Ne olursa olsun, yine de sordum.
“Ne kadar süre için elle tutulur bir forma sahip olabilirsiniz?”
Bir süre önce aklıma gelmişti, ama bazen diğer benliğim fiziksel olarak tezahür edebiliyordu. Her zaman onun bir tür vizyon olduğunu düşündüğüm için, bu vahiy beni biraz şaşırttı.
Yine de uyum sağlamakta hızlı davrandım. Bu gerçeği kabul ettikten sonra, sadece kabul etmeye ve kendi yararıma kullanmaya karar verdim.
Tıpkı şu anda olduğu gibi.
“Yaklaşık on dakika.”
Soruma diğer benliğim cevap verdi.
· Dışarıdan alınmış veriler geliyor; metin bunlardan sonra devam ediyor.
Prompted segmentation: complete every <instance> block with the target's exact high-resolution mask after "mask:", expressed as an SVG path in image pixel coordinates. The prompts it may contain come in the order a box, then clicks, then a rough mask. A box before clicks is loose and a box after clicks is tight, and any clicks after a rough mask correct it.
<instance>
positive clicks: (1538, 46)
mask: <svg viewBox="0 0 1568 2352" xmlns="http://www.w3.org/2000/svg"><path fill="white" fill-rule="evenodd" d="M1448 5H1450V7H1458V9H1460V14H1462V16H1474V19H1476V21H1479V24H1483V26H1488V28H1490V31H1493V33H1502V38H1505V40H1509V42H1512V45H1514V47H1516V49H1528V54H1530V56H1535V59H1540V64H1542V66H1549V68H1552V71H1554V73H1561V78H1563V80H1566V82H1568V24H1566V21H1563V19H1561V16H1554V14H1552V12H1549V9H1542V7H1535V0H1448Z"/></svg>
Ona dönüp baktığımda başımı salladım.
“Anlıyorum.”
Gözlerimi kapatıp bir süre düşündükten sonra birden aklıma geldi. Gözlerimi tekrar açarak sordum.
“Benden ne kadar uzakta olabilirsin?”
“… Fazla bir şey değil.”
“Etrafta mı?”
“Yaklaşık beş metre.”
“Anlıyorum.”
Bu benim için iyi bir bilgi olabilir. Kesinlikle bunu akılda tutmayı planladım.
“Ne…’
“Bu kadar yeter, bundan sonra ne yapmayı planlıyorsun?”
Başka bir soru sormanın ortasında, diğer benliğim beni kesti. Ağzımı açarak sonunda başımı salladım.
‘Buna değmez.’
“İmparatora meydan okuyacağım.”
diye yanıtladım sonunda.
Amanda’nın babasına, şu anki Derebeyi ona ulaşmak için önümde duran tek şey İmparatordu.
Ondan ne kadar çabuk kurtulursam, her şey benim için o kadar iyi oldu.
“Zorlu bir rakip olacağını bilsem de, henüz kendim her şeyi ortaya koymadım.”
“… Öyle mi düşünüyorsun?”
Yatağımda dimdik otururken başımı eğdim.
‘O bakış… Kesinlikle bir şeyler biliyor.’
Gözlerim sıkıca kısılmaya başladı.
“Kesinlikle bir şeyler biliyorsun. Tükürün gitsin. Bana bilmem gerekenleri söyle.”
“Heh.”
Diğer benliğim hafifçe gülümsedi.
diye mırıldandı odanın kapısına bakarken.
“Şu anki İmparator endişelerinizin en küçüğü olmalı.”
“… Neden bahsediyorsun?”
Yataktan kalktım. Önemli bir şey söylemek üzere olduğunu anlayabiliyordum. Ve yanılmadım.
Başını çevirirken, kayıtsızca dedi.
“Yıldırım Ejderhası. O, parantezdeki mevcut sizden bile daha güçlü olabilecek biridir. Biri için endişelenmen gerekiyorsa, o o olurdu.”
“… Nedir?”
Diğer benliğime bakarken yüzümde son derece ciddiyet belirdi.
“Belki de benden daha güçlü olabilir?”
Bir kez bile benden daha güçlü insanların olmadığını düşünmemiş olsam da, Duke rütbesi grubunda bu kadar güçlü birini bulmak benim için hala sürpriz oldu.
Derin bir nefes alarak kendimi oldukça hızlı bir şekilde sakinleştirebildim.
“Bunu bana neden şimdi söylüyorsun?”
Buraya geldiğimden beri ondan ilk kez bahsediyordu.
Bana bu haberi şimdi neden söyledi?
“Nedeni basit.”
Yavaşça başını çevirdi ve bana doğru baktı.
“Çünkü bu yerden çıkmanıza yardım edecek anahtar o.”